The Federals sent two armies into the Shenandoah Valley after Stonewall Jackson, one under Nathaniel Banks and the other under John C. Fremont.  Each army outnumbered Jackson two-to-one.  Yet from the end of March to the beginning of April, Jackson ran the Union ragged. His army slogged up and down rain-choked roads, staying just barely ahead of the Union forces with every step.

Eventually Lee managed to free up enough troops to roughly double Jackson’s army and the rain stopped.  He won brilliant victories on June 8 and 9 at Cross Keys and Port Republic, then slipped out of the valley.  Jackson’s 17,000 troops tied up about 50,000 Union troops at a critical moment.

Joe Johnston was injured at Fair Oaks facing off against McClellan.  Jefferson Davis put Lee in charge of the Army of Northern Virginia.  This move angered a lot of people, who thought Lee’s battlefield legacy should have ended at Cheat Mountain.  Their nickname for him was “Granny Lee.”

That nickname didn’t last long.  At the tail-end of June and on into July Lee led his army, reinforced to 92,000, against McClellan, who now had 106,000 troops.  Lee couldn’t take everybody with him.  They were too close to Richmond.  It really didn’t matter.  McClellan was timid and about a third of his troops were separated from the main body by the Chickahominy River.  So when Lee struck the Army of the Potomac only had 65,000 troops.

For seven days the two armies fought the prosaically-titled Seven Days’ Battles.  Lee won every engagement, but missed chances to bring McClellan to the point of annihilation at Mechanicsville and Frayser’s Farm when expected attacks by Stonewall Jackson didn’t materialize.  Jackson claimed to be sick at Mechanicsville, an excuse that is difficult to simply dismiss.

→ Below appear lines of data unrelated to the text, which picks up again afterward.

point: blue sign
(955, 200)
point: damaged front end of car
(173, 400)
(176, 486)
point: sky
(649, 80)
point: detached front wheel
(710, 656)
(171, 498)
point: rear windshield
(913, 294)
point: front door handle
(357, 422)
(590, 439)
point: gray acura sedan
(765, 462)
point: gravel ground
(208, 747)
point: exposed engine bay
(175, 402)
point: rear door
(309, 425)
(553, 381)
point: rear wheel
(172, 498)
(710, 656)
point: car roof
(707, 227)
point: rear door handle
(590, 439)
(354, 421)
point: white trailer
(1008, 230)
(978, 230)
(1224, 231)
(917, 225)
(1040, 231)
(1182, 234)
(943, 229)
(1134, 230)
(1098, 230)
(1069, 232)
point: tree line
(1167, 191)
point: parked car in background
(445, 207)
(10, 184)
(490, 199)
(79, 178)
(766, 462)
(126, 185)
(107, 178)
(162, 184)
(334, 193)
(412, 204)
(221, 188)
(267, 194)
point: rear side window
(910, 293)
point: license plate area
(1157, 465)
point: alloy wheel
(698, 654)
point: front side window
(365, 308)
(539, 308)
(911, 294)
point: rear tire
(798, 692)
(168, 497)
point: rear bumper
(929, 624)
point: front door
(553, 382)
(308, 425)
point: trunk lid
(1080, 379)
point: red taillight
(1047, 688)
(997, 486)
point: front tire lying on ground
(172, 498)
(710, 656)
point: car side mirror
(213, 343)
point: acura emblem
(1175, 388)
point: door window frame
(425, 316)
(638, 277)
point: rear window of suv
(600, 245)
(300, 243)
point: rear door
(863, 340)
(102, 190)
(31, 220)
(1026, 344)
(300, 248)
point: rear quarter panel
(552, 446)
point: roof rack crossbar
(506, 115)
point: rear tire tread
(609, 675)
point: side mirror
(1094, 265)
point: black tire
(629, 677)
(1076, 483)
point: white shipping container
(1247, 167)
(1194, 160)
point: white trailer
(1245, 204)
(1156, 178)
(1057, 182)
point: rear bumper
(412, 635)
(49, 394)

He force marched his troops for three months, constantly looking for momentary advantages against forces superior in number if not leadership skill. He then made another forced march in order to engage in a desperate fight at the gates of his own capitol. Stonewall Jackson was not one to shy away from the fight.

It would be the last time Jackson would fail.  Unfortunately for Lee the failures at Mechanicsville and Frayser’s Farm meant a golden opportunity passed him by.

The Union managed to avoid disaster.  Even so, the Army of Northern Virginia would prove too much for anyone in the theater to handle. That army and its new commander were on their way to the halls of myth and legend.